Avis n° 17003 du 27 février 2017 (Demande n° Q 17-70.001) ECLI:FR:CCASS:2017:AV17003


Demandeur : OPH HABITAT 76
Défendeur : M. Emmanuel X... ; et autre


Résumé : En application de l’article 1031-1 du code de procédure civile, toutes les parties et le ministère public doivent, préalablement à la décision de transmission, être avisés par le juge de ce qu’il envisage de solliciter l’avis de la Cour de cassation et invités à produire leurs observations, dans un délai fixé par le juge, sur la demande d’avis. A défaut, celle-ci est irrecevable.
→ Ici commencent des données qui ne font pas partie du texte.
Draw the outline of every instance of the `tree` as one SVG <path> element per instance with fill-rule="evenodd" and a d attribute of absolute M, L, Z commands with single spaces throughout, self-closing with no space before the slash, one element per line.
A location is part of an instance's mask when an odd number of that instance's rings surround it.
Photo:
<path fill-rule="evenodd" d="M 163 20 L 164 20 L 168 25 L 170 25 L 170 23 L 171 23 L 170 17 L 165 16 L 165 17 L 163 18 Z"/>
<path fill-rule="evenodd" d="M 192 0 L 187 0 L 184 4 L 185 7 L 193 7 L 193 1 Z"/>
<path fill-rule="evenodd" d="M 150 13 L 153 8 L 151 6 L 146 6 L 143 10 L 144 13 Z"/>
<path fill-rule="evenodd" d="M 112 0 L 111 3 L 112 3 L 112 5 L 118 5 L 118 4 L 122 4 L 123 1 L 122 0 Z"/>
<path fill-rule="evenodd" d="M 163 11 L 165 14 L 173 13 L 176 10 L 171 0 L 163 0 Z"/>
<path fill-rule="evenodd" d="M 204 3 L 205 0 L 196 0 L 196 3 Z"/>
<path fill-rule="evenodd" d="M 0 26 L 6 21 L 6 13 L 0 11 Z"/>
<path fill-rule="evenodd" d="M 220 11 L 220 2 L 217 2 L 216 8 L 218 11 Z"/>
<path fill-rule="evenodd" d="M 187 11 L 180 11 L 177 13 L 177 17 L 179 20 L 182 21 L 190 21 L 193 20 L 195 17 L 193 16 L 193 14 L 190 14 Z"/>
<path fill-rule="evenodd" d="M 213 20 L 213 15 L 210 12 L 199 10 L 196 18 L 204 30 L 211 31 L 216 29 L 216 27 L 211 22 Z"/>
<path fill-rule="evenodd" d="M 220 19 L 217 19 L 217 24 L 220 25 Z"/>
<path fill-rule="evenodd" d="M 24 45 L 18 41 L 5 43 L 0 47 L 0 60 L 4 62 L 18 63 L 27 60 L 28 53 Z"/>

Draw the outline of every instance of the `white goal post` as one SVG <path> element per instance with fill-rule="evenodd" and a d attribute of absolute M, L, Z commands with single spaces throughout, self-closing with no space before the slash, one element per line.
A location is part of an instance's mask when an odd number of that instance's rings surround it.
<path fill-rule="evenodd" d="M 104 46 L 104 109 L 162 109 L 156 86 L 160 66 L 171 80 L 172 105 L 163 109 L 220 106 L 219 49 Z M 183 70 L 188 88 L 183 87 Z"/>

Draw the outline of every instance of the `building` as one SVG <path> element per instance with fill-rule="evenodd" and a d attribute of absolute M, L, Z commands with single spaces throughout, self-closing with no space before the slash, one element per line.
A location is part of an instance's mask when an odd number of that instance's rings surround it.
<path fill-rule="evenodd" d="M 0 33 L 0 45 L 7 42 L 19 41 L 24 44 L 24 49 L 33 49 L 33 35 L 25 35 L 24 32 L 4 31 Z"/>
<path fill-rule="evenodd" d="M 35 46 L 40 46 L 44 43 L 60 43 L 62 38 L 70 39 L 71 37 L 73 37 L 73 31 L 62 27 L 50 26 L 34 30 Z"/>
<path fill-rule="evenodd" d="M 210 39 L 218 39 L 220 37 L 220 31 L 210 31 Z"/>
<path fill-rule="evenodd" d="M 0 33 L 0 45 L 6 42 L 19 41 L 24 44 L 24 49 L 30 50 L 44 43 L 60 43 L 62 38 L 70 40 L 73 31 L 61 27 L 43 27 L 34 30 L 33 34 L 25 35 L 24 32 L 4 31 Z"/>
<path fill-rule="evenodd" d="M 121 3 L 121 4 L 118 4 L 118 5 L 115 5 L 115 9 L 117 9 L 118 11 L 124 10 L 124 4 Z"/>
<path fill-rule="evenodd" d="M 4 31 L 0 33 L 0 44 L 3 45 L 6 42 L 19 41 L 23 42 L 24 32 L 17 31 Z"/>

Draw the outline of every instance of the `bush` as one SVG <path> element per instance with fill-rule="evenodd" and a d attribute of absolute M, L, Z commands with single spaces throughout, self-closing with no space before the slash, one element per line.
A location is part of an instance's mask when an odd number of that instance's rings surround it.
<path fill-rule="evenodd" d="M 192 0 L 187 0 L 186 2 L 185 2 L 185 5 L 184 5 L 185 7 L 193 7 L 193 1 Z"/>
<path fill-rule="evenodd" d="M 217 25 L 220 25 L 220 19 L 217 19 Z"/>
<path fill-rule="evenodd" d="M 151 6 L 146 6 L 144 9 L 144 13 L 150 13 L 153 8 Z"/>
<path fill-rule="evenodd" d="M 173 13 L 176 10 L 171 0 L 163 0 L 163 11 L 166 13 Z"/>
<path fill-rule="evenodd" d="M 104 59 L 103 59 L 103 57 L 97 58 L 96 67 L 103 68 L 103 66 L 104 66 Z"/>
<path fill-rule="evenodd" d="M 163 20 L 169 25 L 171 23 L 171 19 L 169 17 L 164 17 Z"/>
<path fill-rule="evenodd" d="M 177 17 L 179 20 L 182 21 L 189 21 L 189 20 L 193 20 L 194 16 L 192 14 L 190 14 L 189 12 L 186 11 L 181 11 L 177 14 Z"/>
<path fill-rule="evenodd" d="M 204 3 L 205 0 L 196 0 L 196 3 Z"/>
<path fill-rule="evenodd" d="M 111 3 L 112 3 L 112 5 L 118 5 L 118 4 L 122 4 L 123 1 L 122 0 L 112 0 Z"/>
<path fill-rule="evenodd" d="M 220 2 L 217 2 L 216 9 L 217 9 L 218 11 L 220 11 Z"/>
Il ne résulte ni de l’ordonnance ni du dossier transmis à la Cour de cassation que le juge des référés du tribunal d’instance ait, préalablement à sa décision, avisé les défendeurs de ce qu’il envisageait de solliciter l’avis de la Cour de cassation, en leur fixant un délai pour produire leurs observations écrites.
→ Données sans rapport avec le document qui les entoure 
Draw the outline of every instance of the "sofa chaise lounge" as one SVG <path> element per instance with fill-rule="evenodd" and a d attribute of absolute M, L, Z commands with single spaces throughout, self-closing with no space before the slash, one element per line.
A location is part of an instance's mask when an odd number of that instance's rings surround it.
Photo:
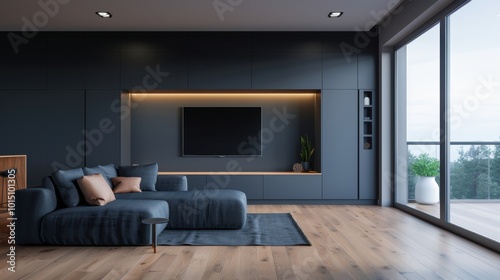
<path fill-rule="evenodd" d="M 89 205 L 88 191 L 78 184 L 83 184 L 82 178 L 100 180 L 100 176 L 113 191 L 118 178 L 140 181 L 140 190 L 114 193 L 109 202 Z M 16 191 L 16 242 L 147 245 L 151 244 L 151 227 L 142 224 L 143 219 L 169 219 L 168 224 L 157 225 L 157 234 L 165 228 L 241 229 L 246 207 L 243 192 L 188 191 L 185 176 L 158 175 L 157 164 L 60 170 L 43 178 L 41 186 Z"/>

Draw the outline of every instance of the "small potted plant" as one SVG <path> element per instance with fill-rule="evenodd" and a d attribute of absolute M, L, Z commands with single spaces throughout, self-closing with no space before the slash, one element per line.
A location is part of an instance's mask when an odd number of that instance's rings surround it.
<path fill-rule="evenodd" d="M 415 200 L 420 204 L 439 202 L 439 186 L 435 177 L 439 175 L 439 160 L 428 154 L 420 154 L 411 166 L 413 174 L 419 176 L 415 184 Z"/>
<path fill-rule="evenodd" d="M 300 145 L 300 159 L 302 161 L 302 170 L 304 172 L 309 172 L 311 170 L 311 156 L 314 153 L 314 148 L 312 147 L 311 140 L 309 140 L 309 137 L 307 135 L 305 138 L 303 136 L 300 136 Z"/>

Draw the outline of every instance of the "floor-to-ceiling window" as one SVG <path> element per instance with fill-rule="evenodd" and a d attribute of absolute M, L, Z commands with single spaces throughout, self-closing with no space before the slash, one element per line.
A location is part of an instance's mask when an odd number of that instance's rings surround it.
<path fill-rule="evenodd" d="M 396 205 L 500 242 L 498 30 L 500 1 L 470 1 L 397 46 Z M 435 203 L 415 196 L 422 155 L 439 161 Z"/>
<path fill-rule="evenodd" d="M 439 23 L 396 52 L 400 139 L 399 203 L 426 210 L 415 202 L 419 175 L 412 165 L 421 156 L 439 159 Z M 435 180 L 435 179 L 434 179 Z M 428 211 L 439 217 L 437 211 Z"/>
<path fill-rule="evenodd" d="M 500 1 L 449 16 L 450 223 L 500 241 Z"/>

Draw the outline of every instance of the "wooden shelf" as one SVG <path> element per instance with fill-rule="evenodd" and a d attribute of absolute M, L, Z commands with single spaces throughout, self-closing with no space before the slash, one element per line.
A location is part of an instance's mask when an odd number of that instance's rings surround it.
<path fill-rule="evenodd" d="M 316 171 L 311 172 L 292 172 L 292 171 L 282 171 L 282 172 L 224 172 L 224 171 L 197 171 L 197 172 L 188 172 L 188 171 L 177 171 L 177 172 L 158 172 L 158 175 L 321 175 L 321 173 Z"/>
<path fill-rule="evenodd" d="M 0 177 L 0 186 L 2 188 L 0 193 L 0 208 L 6 208 L 8 205 L 9 187 L 12 188 L 13 185 L 16 190 L 26 188 L 26 155 L 0 156 L 0 172 L 11 169 L 16 169 L 13 184 L 9 183 L 10 177 Z"/>

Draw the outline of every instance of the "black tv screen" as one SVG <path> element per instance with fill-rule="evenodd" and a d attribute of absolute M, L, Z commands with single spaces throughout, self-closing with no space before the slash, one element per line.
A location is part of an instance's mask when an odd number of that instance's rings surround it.
<path fill-rule="evenodd" d="M 183 107 L 183 156 L 261 156 L 261 107 Z"/>

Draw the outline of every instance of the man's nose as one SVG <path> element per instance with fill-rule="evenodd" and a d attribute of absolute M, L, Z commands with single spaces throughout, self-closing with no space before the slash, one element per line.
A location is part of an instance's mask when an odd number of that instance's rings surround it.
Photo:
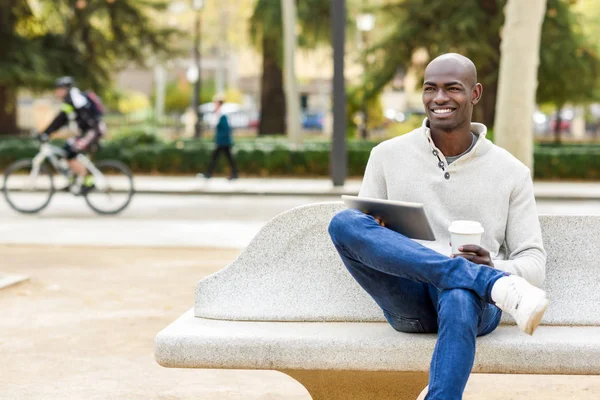
<path fill-rule="evenodd" d="M 441 104 L 447 102 L 448 100 L 448 96 L 446 95 L 446 91 L 444 89 L 438 89 L 435 92 L 435 97 L 433 98 L 434 102 Z"/>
Cette formalité n’ayant pas été accomplie et la notification ultérieure de la décision ne pouvant y suppléer, la demande d’avis est irrecevable.


Selon l’article 1031-1 du code de procédure civile, lorsque le juge envisage de solliciter l’avis de la Cour de cassation en application de l’article L.441-1 du code de l’organisation judiciaire, il en avise les parties et le ministère public, à peine d’irrecevabilité, et il recueille leurs observations écrites éventuelles dans le délai qu’il fixe, à moins qu’ils n’aient déjà conclu sur ce point.

 Ce texte a pour finalité le respect du principe de la contradiction préalablement à toute transmission d’une demande d’avis à la Cour de cassation. Il vise, en effet, à obtenir des parties leur avis sur l’utilité de poser une question de droit à la Cour de cassation et sur son contenu.

Il en résulte que toutes les parties et le ministère public doivent, préalablement à la décision de transmission, être avisés par le juge de ce qu’il envisage de solliciter l’avis de la Cour de cassation et invités à produire leurs observations, dans un délai fixé par le juge, sur la demande d’avis. A défaut, celle-ci est irrecevable.

En l’espèce, il ne résulte ni de l’ordonnance ni du dossier transmis à la Cour de cassation que le juge des référés du tribunal d’instance ait, préalablement à sa décision, avisé les défendeurs de ce qu’il envisageait de solliciter l’avis de la Cour de cassation, en leur fixant un délai pour produire leurs observations écrites.

Cette formalité n’ayant pas été accomplie et la notification ultérieure de la décision ne pouvant y suppléer, la demande d’avis est irrecevable.

En conséquence,

LA COUR

Déclare irrecevable la demande d’avis.